If you need more info you can contact the Visa Department at the Embassy of Spain at 613.747.2252 Extension 1 (seen in second-last para at the bottom of the page).

If you do live in Winnipeg, that's the province of Manitoba, so you also fall under the jurisdiction of the Consulate of Spain in Toronto (Section 4).


----------



## 213979 (Apr 11, 2013)

AllHeart said:


> Perhaps I'm being a little tough on you to find the answers...
> 
> Under the link for the Youth Mobility Program that I gave you, you'll find...
> 
> ...


Loophole: Could you say that additional training is learning Spanish? 
Just a thought.


----------



## Goldeneye (Nov 12, 2011)

Do you have a EU passport or can apply for one based on family ?

*Au pair work*

In Spain, working as an au pair is only permitted for citizens of the European Union. (Scroll to near the bottom of the page)


SPAIN: Entry, Residence and Work Requirements


----------



## ashdel (May 8, 2014)

Thank you so much for your help AllHeart! I looked at the links you sent and found most of my answers as you said! Do you know what it means when it says you have to collect your visa within a month of it being issued? Does that mean you have to go to Spain within a month? That's the only part I'm confused about now. I will call and ask about what section I'd fall under like you suggested.. or if it's even allowed at all  All the au pair sites say you can be an au pair if you are from Canada but maybe there is a special way you have to do it.. we will see!


----------



## AllHeart (Nov 22, 2013)

You're most welcome, Ashdel. No, I don't know what they mean re the visa, but that's a simple question for the Embassy. I can't find the application online to check. It could be that since it's so fast to get the visa that you need to do all the other steps first, and it could be that in order to apply for the visa you have to do all the other steps first. 

If the au pair idea doesn't work out, Elenetxu's idea may work - to say you're going to learn Spanish. 

The people on this forum are really helpful, so if you come across another snag, you can always just pop in here again and ask.

Just one more tip... It could be that the person you get at the Embassy doesn't speak English well, in which case I'd recommend that you send an email in English with your questions.
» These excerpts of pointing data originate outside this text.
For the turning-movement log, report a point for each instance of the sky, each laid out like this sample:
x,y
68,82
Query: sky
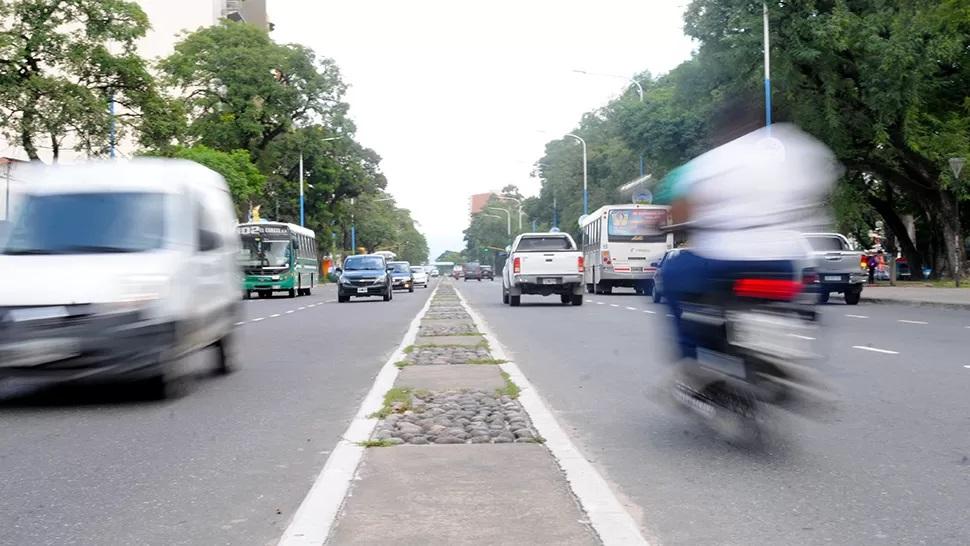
x,y
460,97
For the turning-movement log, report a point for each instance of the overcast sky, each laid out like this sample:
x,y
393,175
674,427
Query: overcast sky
x,y
453,94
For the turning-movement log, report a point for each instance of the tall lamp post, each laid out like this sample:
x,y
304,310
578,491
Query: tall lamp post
x,y
585,188
301,177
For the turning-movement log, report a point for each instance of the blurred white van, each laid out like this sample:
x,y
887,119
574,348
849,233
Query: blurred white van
x,y
114,271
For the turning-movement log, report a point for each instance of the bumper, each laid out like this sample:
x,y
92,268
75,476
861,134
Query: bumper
x,y
86,349
263,283
355,291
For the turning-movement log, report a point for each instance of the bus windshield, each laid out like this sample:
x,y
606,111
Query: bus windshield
x,y
637,225
256,252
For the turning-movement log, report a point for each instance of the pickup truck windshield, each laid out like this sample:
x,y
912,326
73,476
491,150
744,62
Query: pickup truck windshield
x,y
826,244
542,244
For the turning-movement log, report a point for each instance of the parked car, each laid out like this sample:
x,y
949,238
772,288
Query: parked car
x,y
543,264
658,285
363,276
419,276
473,270
837,267
124,268
401,276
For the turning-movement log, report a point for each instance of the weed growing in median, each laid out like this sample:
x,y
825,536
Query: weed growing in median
x,y
396,400
511,389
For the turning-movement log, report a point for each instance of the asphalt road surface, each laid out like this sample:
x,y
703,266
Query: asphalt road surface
x,y
889,463
227,463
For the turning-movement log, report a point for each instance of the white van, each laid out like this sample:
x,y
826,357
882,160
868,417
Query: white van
x,y
114,271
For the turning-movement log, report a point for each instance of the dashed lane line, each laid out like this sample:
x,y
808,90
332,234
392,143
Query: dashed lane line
x,y
875,350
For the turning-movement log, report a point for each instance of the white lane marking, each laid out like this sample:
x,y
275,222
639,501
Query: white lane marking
x,y
606,515
875,350
317,513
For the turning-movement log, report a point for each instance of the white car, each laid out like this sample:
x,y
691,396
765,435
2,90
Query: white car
x,y
419,276
115,271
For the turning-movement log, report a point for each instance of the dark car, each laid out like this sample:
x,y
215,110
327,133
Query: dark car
x,y
473,270
658,277
362,276
401,275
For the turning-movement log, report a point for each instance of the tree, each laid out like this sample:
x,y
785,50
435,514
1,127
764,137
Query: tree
x,y
242,90
243,178
61,63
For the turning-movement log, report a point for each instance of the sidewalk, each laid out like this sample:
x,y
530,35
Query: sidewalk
x,y
958,298
457,457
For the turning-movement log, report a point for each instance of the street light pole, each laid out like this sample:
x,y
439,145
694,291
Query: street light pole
x,y
585,188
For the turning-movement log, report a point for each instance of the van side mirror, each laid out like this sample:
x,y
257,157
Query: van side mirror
x,y
208,240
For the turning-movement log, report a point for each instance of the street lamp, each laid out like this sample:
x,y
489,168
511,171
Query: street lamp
x,y
519,201
301,177
585,190
508,218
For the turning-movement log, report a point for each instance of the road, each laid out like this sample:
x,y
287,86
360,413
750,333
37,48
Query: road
x,y
889,464
228,463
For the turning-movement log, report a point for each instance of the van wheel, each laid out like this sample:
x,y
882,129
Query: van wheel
x,y
227,354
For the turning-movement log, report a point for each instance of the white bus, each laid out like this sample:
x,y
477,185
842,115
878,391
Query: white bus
x,y
620,245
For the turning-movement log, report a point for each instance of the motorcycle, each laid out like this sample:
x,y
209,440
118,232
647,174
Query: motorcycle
x,y
756,340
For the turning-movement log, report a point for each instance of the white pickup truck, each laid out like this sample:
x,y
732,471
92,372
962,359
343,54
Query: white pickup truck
x,y
543,264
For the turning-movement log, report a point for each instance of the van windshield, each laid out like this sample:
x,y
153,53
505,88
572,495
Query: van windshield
x,y
88,223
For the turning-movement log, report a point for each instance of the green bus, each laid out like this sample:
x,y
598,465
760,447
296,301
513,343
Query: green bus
x,y
278,257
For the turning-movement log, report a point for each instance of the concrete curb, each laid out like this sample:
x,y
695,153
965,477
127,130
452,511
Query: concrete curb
x,y
936,304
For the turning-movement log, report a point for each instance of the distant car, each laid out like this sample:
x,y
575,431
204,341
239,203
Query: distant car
x,y
362,276
419,276
473,270
658,277
402,276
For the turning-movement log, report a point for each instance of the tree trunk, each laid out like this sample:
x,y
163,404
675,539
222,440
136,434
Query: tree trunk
x,y
949,219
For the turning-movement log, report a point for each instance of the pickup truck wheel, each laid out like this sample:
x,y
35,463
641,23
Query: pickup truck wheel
x,y
852,297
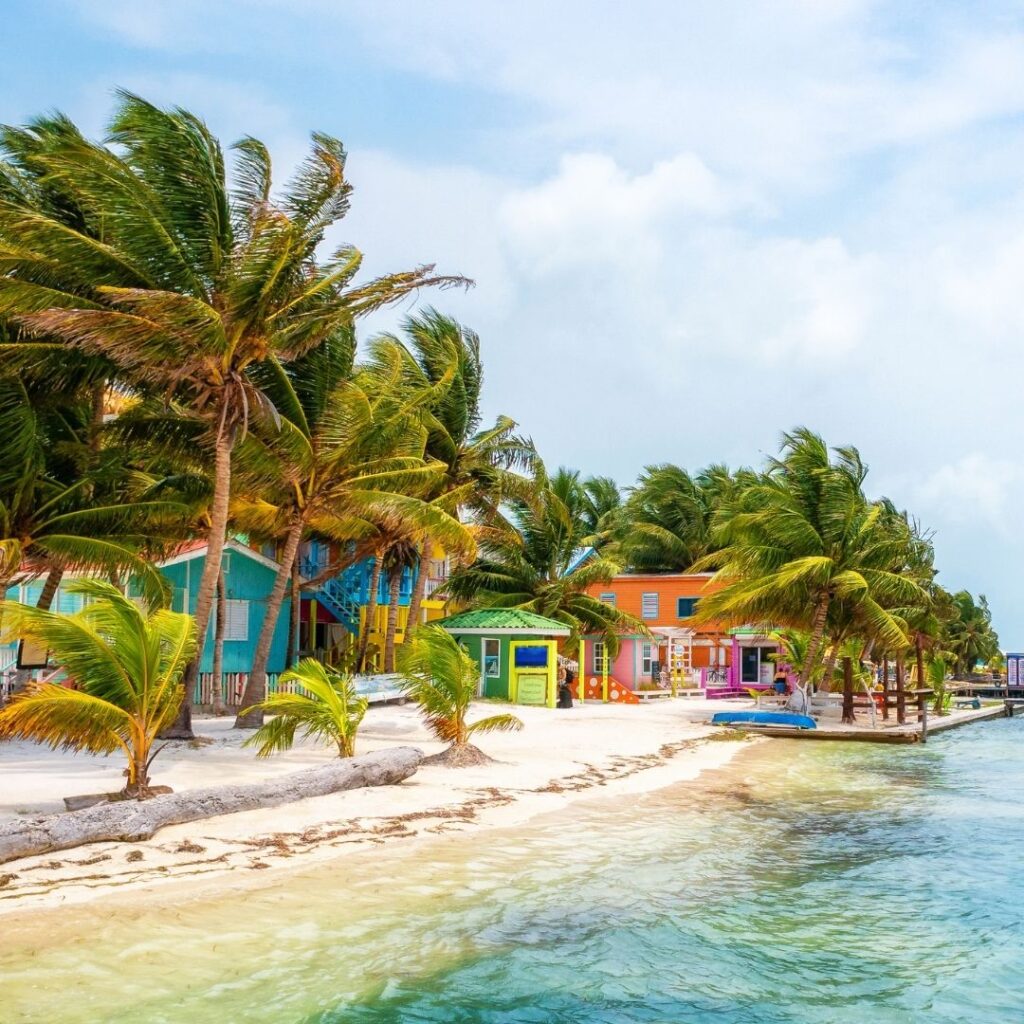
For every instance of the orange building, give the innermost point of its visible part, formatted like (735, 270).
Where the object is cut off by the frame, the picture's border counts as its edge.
(712, 657)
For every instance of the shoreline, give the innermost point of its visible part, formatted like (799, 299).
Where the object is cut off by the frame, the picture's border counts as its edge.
(617, 752)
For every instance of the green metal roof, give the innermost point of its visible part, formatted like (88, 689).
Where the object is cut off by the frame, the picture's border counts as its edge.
(502, 621)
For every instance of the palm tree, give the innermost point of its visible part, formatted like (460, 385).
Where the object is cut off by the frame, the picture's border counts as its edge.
(330, 711)
(442, 358)
(441, 678)
(668, 521)
(970, 636)
(182, 281)
(345, 464)
(803, 539)
(531, 564)
(126, 669)
(64, 504)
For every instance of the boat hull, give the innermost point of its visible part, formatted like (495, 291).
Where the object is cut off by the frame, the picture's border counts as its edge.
(763, 719)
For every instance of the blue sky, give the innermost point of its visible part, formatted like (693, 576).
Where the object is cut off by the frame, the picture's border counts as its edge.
(691, 224)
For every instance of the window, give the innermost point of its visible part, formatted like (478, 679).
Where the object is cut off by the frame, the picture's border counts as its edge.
(492, 658)
(236, 620)
(648, 655)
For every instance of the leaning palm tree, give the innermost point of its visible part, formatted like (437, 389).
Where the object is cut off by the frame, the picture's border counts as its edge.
(345, 463)
(59, 512)
(478, 463)
(181, 280)
(125, 669)
(330, 710)
(441, 678)
(803, 540)
(534, 563)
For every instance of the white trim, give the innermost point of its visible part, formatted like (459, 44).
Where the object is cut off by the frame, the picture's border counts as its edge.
(200, 552)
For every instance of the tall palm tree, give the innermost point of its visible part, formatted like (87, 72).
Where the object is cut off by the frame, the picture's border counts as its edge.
(127, 670)
(345, 463)
(478, 464)
(182, 280)
(329, 709)
(804, 539)
(531, 563)
(64, 509)
(970, 636)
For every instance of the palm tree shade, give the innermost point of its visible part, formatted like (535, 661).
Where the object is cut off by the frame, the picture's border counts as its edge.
(126, 668)
(441, 678)
(329, 711)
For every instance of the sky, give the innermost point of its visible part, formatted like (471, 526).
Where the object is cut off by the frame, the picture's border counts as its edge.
(691, 225)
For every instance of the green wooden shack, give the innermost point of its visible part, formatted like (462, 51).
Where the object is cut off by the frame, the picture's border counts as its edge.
(517, 652)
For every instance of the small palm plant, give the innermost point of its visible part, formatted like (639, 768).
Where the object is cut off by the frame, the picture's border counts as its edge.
(126, 667)
(331, 710)
(441, 678)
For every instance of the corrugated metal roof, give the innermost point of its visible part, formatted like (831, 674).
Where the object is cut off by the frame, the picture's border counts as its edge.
(502, 620)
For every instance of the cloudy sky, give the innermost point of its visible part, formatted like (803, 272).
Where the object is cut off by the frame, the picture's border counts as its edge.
(691, 224)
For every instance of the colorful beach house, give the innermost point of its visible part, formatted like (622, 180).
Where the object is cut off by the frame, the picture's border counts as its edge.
(716, 660)
(335, 607)
(516, 652)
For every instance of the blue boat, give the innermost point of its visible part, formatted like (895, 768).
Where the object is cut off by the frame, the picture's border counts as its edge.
(763, 718)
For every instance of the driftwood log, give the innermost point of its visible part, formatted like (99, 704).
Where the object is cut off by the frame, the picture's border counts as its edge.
(131, 820)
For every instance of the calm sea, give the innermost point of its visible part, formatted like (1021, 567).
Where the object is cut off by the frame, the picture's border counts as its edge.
(807, 883)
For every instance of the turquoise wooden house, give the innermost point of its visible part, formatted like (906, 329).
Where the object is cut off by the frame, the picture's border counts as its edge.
(248, 582)
(516, 651)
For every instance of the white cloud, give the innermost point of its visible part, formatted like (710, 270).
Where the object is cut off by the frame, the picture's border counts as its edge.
(975, 488)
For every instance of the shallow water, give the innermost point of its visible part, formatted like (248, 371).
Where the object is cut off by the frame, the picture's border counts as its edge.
(807, 883)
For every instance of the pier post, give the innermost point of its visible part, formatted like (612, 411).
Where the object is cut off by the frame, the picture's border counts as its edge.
(885, 688)
(848, 714)
(900, 692)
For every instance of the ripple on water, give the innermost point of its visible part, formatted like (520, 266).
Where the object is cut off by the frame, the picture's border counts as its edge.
(808, 883)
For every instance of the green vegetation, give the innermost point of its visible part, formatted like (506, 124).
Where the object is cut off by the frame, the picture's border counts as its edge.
(441, 678)
(179, 361)
(330, 710)
(126, 668)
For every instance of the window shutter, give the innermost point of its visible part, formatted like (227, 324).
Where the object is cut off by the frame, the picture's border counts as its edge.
(236, 620)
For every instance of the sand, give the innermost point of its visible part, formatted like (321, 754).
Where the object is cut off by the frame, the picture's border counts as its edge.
(559, 757)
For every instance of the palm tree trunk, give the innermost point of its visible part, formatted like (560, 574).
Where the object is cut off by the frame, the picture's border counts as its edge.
(24, 676)
(421, 586)
(294, 610)
(216, 694)
(885, 688)
(814, 644)
(49, 591)
(848, 714)
(392, 620)
(375, 578)
(256, 684)
(215, 540)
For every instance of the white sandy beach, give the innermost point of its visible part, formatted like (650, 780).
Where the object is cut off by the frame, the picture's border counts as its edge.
(560, 756)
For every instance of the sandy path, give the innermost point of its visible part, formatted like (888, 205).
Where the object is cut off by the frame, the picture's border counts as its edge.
(560, 756)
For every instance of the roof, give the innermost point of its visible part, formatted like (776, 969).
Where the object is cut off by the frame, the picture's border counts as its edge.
(197, 549)
(503, 622)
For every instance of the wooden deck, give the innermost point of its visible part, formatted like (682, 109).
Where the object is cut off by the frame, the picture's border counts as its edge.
(909, 733)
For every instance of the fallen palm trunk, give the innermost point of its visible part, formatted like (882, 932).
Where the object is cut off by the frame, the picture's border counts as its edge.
(131, 820)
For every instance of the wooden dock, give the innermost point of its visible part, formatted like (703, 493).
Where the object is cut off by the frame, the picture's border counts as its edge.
(909, 733)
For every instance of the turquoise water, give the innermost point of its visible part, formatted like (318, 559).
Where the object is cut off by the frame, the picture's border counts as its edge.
(807, 883)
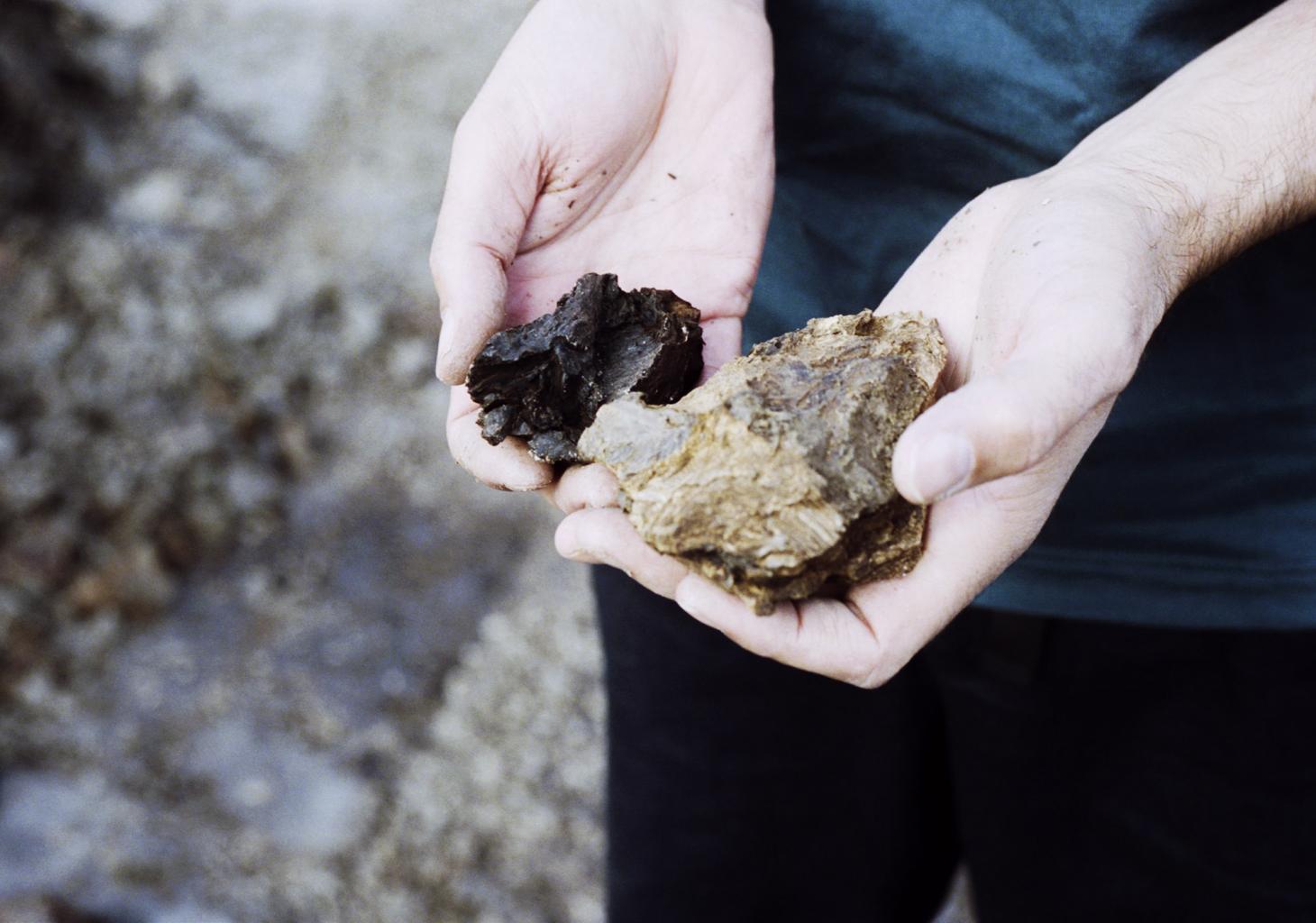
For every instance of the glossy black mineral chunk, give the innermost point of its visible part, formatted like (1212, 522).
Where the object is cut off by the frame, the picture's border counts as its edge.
(545, 380)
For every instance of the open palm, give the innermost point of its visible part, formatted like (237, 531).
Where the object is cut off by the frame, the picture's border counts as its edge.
(1045, 299)
(632, 139)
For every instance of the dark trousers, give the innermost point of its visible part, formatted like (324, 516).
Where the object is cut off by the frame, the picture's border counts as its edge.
(1081, 771)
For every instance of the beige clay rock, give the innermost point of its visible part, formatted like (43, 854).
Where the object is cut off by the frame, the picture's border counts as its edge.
(774, 477)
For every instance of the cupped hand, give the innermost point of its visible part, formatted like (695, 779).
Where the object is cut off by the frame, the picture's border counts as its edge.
(615, 137)
(1046, 290)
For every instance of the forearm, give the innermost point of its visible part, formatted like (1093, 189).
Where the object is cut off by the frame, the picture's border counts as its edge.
(1224, 151)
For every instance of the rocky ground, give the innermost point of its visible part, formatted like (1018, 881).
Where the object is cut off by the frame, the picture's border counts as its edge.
(266, 656)
(263, 652)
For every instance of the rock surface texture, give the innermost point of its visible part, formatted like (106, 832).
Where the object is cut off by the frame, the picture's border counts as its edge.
(774, 477)
(546, 379)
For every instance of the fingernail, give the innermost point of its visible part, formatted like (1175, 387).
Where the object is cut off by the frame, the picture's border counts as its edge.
(943, 466)
(445, 349)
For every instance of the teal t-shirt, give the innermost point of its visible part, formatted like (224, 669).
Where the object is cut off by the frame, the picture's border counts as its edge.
(1196, 505)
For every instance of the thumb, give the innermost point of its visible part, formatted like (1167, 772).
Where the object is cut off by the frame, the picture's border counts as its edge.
(492, 182)
(998, 425)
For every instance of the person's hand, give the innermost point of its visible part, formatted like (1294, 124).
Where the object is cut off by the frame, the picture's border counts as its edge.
(1047, 290)
(1046, 297)
(615, 137)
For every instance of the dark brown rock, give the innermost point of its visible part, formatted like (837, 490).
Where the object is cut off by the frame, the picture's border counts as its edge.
(774, 477)
(546, 379)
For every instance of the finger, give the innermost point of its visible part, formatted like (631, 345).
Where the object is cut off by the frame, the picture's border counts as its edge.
(999, 423)
(506, 466)
(721, 343)
(823, 636)
(583, 488)
(491, 187)
(606, 536)
(867, 637)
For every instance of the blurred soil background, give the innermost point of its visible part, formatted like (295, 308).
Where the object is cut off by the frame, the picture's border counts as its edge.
(265, 653)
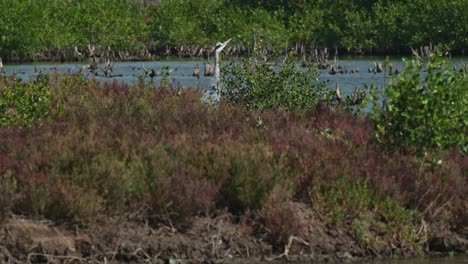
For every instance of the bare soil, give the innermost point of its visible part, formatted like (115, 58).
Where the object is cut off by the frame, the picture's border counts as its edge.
(207, 240)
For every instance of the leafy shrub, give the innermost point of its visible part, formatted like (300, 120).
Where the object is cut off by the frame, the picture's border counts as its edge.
(23, 104)
(255, 84)
(424, 111)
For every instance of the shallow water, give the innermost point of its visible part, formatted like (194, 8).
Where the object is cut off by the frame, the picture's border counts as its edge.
(182, 72)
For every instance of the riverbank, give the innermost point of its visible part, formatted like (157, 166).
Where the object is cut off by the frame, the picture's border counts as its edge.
(222, 239)
(105, 171)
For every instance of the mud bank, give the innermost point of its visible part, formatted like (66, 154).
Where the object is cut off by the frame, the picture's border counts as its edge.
(221, 239)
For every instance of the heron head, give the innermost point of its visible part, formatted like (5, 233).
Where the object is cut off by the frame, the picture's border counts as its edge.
(221, 45)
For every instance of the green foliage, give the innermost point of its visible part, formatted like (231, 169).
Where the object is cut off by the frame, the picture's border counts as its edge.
(258, 85)
(24, 104)
(39, 25)
(366, 211)
(424, 110)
Best of luck to you! Take care.


----------



## hannahmik (Jun 22, 2014)

*Visa for Au Pair*

Hi there,

Did you get everything sorted for your visa? I have an au pair job lined up for September 2014 in Madrid. I applied for the youth mobility visa two weeks ago. Still waiting to get my passport back in the mail. I am pretty sure I met all the requirements so hopefully they give me a visa!


----------